ABC claims to rise above such marketing ploys.  “It’s not about marketing,” said Greg.  “The mass of people say they're not interested in marketing, but they are, if you think of marketing in terms of a story. Sam Adams and Pete’s Wicked Ale are both great stories.”  He let the implication float; are their stories part bullshit? On the other hand, if a beer is made with "integrity," can you taste it?
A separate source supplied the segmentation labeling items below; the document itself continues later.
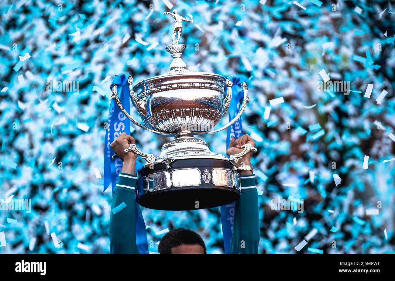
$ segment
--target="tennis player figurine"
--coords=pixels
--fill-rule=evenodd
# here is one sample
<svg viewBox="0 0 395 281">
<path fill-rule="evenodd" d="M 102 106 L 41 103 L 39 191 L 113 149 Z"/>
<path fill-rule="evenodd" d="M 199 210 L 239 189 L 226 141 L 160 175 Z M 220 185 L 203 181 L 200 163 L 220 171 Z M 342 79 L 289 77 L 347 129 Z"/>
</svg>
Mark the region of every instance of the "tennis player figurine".
<svg viewBox="0 0 395 281">
<path fill-rule="evenodd" d="M 192 15 L 188 14 L 188 16 L 191 18 L 190 20 L 187 19 L 183 17 L 181 17 L 177 13 L 177 10 L 173 10 L 173 13 L 170 12 L 165 12 L 164 15 L 168 14 L 174 18 L 175 20 L 175 24 L 174 25 L 174 29 L 173 30 L 173 43 L 172 45 L 177 45 L 178 44 L 178 41 L 181 37 L 181 33 L 182 32 L 182 22 L 187 21 L 190 22 L 193 22 L 194 20 L 192 18 Z M 176 40 L 177 35 L 177 40 Z"/>
</svg>

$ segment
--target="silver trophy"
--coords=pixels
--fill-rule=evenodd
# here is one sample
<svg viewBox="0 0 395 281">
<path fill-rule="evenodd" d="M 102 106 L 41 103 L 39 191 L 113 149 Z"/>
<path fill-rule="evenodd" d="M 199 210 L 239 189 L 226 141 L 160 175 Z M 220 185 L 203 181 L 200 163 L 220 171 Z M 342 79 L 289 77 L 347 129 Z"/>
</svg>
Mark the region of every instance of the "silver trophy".
<svg viewBox="0 0 395 281">
<path fill-rule="evenodd" d="M 173 58 L 170 71 L 141 81 L 134 86 L 128 80 L 130 98 L 143 121 L 141 124 L 120 103 L 116 85 L 111 98 L 135 124 L 150 132 L 174 137 L 165 143 L 160 155 L 145 153 L 134 144 L 125 150 L 140 155 L 147 163 L 139 171 L 137 196 L 139 204 L 152 209 L 192 210 L 212 208 L 232 202 L 240 196 L 240 175 L 235 165 L 250 151 L 247 144 L 241 153 L 228 158 L 210 151 L 206 142 L 194 135 L 212 134 L 231 126 L 241 116 L 248 102 L 245 83 L 239 111 L 230 122 L 214 127 L 228 110 L 232 97 L 232 82 L 218 74 L 188 70 L 181 59 L 186 46 L 178 44 L 182 21 L 193 22 L 174 10 L 166 12 L 174 18 L 173 42 L 166 50 Z"/>
</svg>

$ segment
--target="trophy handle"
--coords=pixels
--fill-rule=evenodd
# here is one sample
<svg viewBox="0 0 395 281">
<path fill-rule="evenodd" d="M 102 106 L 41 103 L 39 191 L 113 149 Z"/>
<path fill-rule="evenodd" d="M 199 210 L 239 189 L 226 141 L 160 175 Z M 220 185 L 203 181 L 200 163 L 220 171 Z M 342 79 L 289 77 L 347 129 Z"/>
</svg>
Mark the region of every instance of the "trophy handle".
<svg viewBox="0 0 395 281">
<path fill-rule="evenodd" d="M 147 110 L 145 109 L 145 104 L 143 100 L 137 97 L 137 95 L 133 91 L 133 77 L 132 75 L 129 76 L 128 78 L 128 83 L 129 84 L 129 91 L 130 93 L 130 99 L 134 107 L 137 108 L 139 112 L 141 113 L 145 116 L 147 116 Z"/>
<path fill-rule="evenodd" d="M 132 76 L 130 76 L 129 78 Z M 133 82 L 133 78 L 132 78 L 132 82 Z M 131 86 L 130 85 L 130 87 Z M 126 111 L 125 110 L 124 107 L 122 106 L 122 104 L 121 103 L 120 100 L 119 100 L 119 98 L 118 97 L 118 95 L 117 93 L 117 85 L 115 84 L 113 84 L 111 85 L 111 88 L 112 89 L 112 92 L 111 93 L 111 98 L 114 100 L 117 105 L 118 106 L 119 109 L 121 110 L 121 111 L 123 112 L 123 114 L 125 115 L 126 117 L 129 118 L 131 121 L 133 122 L 136 125 L 137 125 L 139 127 L 142 128 L 143 129 L 145 129 L 150 132 L 152 132 L 153 133 L 155 133 L 155 134 L 157 134 L 159 135 L 161 135 L 162 136 L 172 136 L 174 135 L 173 133 L 168 133 L 166 132 L 162 132 L 160 131 L 157 131 L 156 130 L 152 130 L 152 129 L 148 127 L 147 127 L 144 125 L 142 125 L 140 124 L 139 122 L 135 120 L 134 118 L 132 117 L 130 115 L 126 112 Z"/>
<path fill-rule="evenodd" d="M 258 151 L 256 147 L 251 146 L 250 143 L 246 143 L 244 145 L 242 145 L 241 148 L 244 149 L 241 152 L 237 154 L 232 154 L 229 156 L 229 160 L 233 162 L 234 165 L 235 165 L 239 159 L 250 151 L 256 152 Z"/>
<path fill-rule="evenodd" d="M 228 111 L 228 109 L 230 105 L 230 100 L 232 99 L 232 86 L 233 82 L 228 79 L 226 79 L 226 87 L 228 91 L 226 92 L 226 96 L 225 97 L 224 102 L 224 112 L 222 112 L 222 116 L 223 116 L 225 113 Z"/>
<path fill-rule="evenodd" d="M 153 154 L 145 153 L 143 152 L 141 152 L 137 149 L 137 147 L 136 147 L 136 145 L 134 143 L 131 143 L 130 144 L 130 147 L 126 147 L 125 149 L 125 153 L 127 153 L 130 151 L 132 151 L 134 153 L 137 154 L 138 155 L 140 155 L 141 156 L 141 158 L 143 158 L 143 159 L 150 164 L 154 163 L 155 160 L 156 160 L 156 159 L 155 158 Z M 117 156 L 114 154 L 111 157 L 113 159 L 115 159 L 115 157 L 117 157 Z"/>
<path fill-rule="evenodd" d="M 246 84 L 245 82 L 243 82 L 241 83 L 241 85 L 243 86 L 243 91 L 244 92 L 244 97 L 243 99 L 243 103 L 241 104 L 241 106 L 240 106 L 240 109 L 239 110 L 239 113 L 237 113 L 237 115 L 235 116 L 235 117 L 231 120 L 226 125 L 223 127 L 221 127 L 219 129 L 214 130 L 213 131 L 205 131 L 204 132 L 193 132 L 193 134 L 194 135 L 198 135 L 202 134 L 213 134 L 214 133 L 216 133 L 217 132 L 222 131 L 224 129 L 226 129 L 237 121 L 237 119 L 238 119 L 241 116 L 241 114 L 242 114 L 243 112 L 244 112 L 244 110 L 245 109 L 246 106 L 247 105 L 247 103 L 250 101 L 250 99 L 248 97 L 248 88 L 247 87 L 247 84 Z M 231 95 L 231 93 L 230 94 Z M 228 106 L 228 107 L 229 107 L 229 106 Z"/>
</svg>

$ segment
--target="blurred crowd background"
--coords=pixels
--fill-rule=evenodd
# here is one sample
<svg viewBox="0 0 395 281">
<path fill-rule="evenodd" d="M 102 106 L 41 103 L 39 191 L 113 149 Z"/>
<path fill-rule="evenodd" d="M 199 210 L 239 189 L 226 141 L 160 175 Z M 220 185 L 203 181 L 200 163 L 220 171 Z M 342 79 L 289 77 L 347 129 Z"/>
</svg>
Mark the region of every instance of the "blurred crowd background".
<svg viewBox="0 0 395 281">
<path fill-rule="evenodd" d="M 109 86 L 116 73 L 137 82 L 168 71 L 174 21 L 162 13 L 174 9 L 193 17 L 180 41 L 189 69 L 247 79 L 260 253 L 395 253 L 395 7 L 381 0 L 3 0 L 0 199 L 30 199 L 31 209 L 0 210 L 0 253 L 109 252 Z M 320 91 L 323 69 L 348 94 Z M 49 89 L 54 80 L 78 90 Z M 169 140 L 132 130 L 155 155 Z M 201 136 L 225 153 L 226 131 Z M 303 211 L 273 210 L 278 198 L 303 200 Z M 182 227 L 223 252 L 219 208 L 143 213 L 152 252 Z"/>
</svg>

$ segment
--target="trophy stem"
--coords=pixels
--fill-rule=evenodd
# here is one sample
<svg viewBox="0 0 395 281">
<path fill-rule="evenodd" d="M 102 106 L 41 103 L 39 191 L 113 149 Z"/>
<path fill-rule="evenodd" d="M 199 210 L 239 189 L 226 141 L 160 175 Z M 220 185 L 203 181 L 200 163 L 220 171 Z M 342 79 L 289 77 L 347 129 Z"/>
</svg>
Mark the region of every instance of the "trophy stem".
<svg viewBox="0 0 395 281">
<path fill-rule="evenodd" d="M 166 50 L 170 53 L 173 58 L 173 61 L 171 62 L 170 66 L 171 73 L 188 71 L 186 65 L 181 59 L 182 52 L 185 50 L 186 47 L 186 45 L 177 44 L 170 45 L 166 47 Z"/>
</svg>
Blind taste tests of microbrewed beers frequently reveal serious taste problems; "burnt vegetable flavor" being one of the most common, overhopping being another.

So what’s the story/marketing ploy behind Laughing Skull?  Greg gushed about a visit the Benoit family, who own the Vortex restaurants, paid to ABC.               
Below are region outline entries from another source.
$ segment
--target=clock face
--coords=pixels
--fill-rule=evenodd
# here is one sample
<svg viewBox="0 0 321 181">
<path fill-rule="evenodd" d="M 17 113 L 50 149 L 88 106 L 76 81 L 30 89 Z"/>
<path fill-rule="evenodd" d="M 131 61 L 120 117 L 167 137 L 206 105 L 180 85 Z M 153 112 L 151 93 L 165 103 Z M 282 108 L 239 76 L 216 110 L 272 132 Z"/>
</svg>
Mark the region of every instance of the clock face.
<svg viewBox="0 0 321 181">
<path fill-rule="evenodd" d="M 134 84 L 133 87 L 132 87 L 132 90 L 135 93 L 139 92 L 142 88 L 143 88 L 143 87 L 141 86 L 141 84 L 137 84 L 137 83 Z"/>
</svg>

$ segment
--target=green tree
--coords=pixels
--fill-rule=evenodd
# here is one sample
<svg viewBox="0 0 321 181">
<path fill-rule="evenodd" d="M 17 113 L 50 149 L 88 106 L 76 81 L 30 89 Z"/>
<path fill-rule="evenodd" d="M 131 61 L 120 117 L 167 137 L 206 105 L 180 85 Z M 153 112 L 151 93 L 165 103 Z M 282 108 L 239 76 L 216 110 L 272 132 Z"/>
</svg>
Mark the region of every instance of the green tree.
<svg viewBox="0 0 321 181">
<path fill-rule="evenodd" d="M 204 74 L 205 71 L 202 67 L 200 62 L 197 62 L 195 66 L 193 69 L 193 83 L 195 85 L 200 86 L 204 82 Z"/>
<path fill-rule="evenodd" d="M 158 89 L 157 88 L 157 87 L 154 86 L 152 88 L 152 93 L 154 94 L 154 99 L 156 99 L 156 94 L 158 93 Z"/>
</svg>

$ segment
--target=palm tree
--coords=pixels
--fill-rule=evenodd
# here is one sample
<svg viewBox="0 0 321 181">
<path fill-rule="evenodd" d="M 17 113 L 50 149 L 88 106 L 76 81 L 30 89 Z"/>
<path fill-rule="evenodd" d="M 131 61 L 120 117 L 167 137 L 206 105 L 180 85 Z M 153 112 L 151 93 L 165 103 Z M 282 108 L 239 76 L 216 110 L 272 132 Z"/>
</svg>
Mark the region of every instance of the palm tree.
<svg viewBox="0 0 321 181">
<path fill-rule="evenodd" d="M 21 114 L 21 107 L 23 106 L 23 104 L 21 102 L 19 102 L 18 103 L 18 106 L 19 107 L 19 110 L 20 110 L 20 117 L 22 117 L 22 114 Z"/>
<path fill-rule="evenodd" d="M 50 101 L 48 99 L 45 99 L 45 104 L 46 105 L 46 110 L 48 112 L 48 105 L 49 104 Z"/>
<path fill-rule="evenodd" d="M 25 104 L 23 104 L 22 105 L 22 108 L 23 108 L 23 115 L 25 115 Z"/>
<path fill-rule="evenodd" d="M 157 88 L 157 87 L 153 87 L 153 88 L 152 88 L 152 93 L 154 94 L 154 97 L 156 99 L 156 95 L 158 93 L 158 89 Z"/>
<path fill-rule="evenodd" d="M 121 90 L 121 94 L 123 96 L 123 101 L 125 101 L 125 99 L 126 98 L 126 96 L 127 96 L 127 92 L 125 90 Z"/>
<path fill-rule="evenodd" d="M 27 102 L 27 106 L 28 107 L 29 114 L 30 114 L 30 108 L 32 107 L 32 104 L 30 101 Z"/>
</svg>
“They are so discriminating," he said.  "They have individual standards that they set; they’ve established themselves as leaders.  You cannot influence them.”

“But you did,” I prompted.

He shrugged, but smiled and nodded, pleased.  “We did.  We took them on a tour.  It was like a pop quiz.  They had questions about everything.  There was this beer thief [a small tap for sampling, essentially]  on one of the tanks of Red Brick Ale.  We gave Hank [Benoit] a sip, and he said ‘This is the best beer I’ve ever had in my life.’”

Of course the Vortex’s distinctive image played a role as well. “Go into any liquor store,” said Jeff.  “Look at all the six packs.  Imagine attracting a customer to buy your beer out of all the others.  That’s where the Laughing Skull comes in, it’s the packaging.”

While the Benoits were unavailable for comment, busy moving their Midtown restaurant to another location, all the questions anyone has about the Vortex are already answered, albeit rudely, somewhere on the menu.  “Don’t let choice frighten you,” it says.  “Variety is the point, so just go crazy.” They carry over 200 varieties of bottled beer, and they don’t really care whether your taste agrees with theirs.  “If you choose a beer that you absolutely hate, that’s just TOO BAD!” the menu reads. “We don’t brew it, we don’t bottle it, we just sell it.” And this is even true, technically, of Laughing Skull.

So what is the actual beer like?  While most local brewpubs/microbreweries tend to focus on quicker and easier to brew ales, ABC convinced the Vortex to risk their name on a Bohemian style pilsner, brewed in the same style as the famous Czech Pilsner Urquell.  “There’s nothing in this part of the region that compares,” said John.

In a blind taste test, my friends and I found that ABC had hit this target.  We placed it near Urquell in quality, and high above Staropramen- which tastes, in a strange way, exactly like it sounds. And the Skull’s a dollar cheaper than both, retail, and has a rockin' skull on it. ‘Course you have to appreciate Czech pilsners, which are a far cry from the medium body ales that are populating the American market so densely at the moment. “I think they all suck,” said my roommate of the pilseners.

“When somebody sits down and has a beer, they don’t wanna be serious, they don’t wanna overthink it,” said Greg. He could’ve been talking about my roommate, who went on to get tanked on daiquiris that night.  Struggling to collect my notes while Greg and his cronies watched in amusement, I was having difficulty taking anything seriously at all, with the possible exception of wondering where my designated driver was. As I left the staff of ABC were getting in cars with their own designated drivers. Whether they were getting off of work or play was still blissfully unclear.

*[author's note: About a year later Greg Kelly sold ABC to Anheuser-Busch. His accusations that "contract brewers" like Samuel Adams lack "integrity" should therefore be taken with several pints of salt.]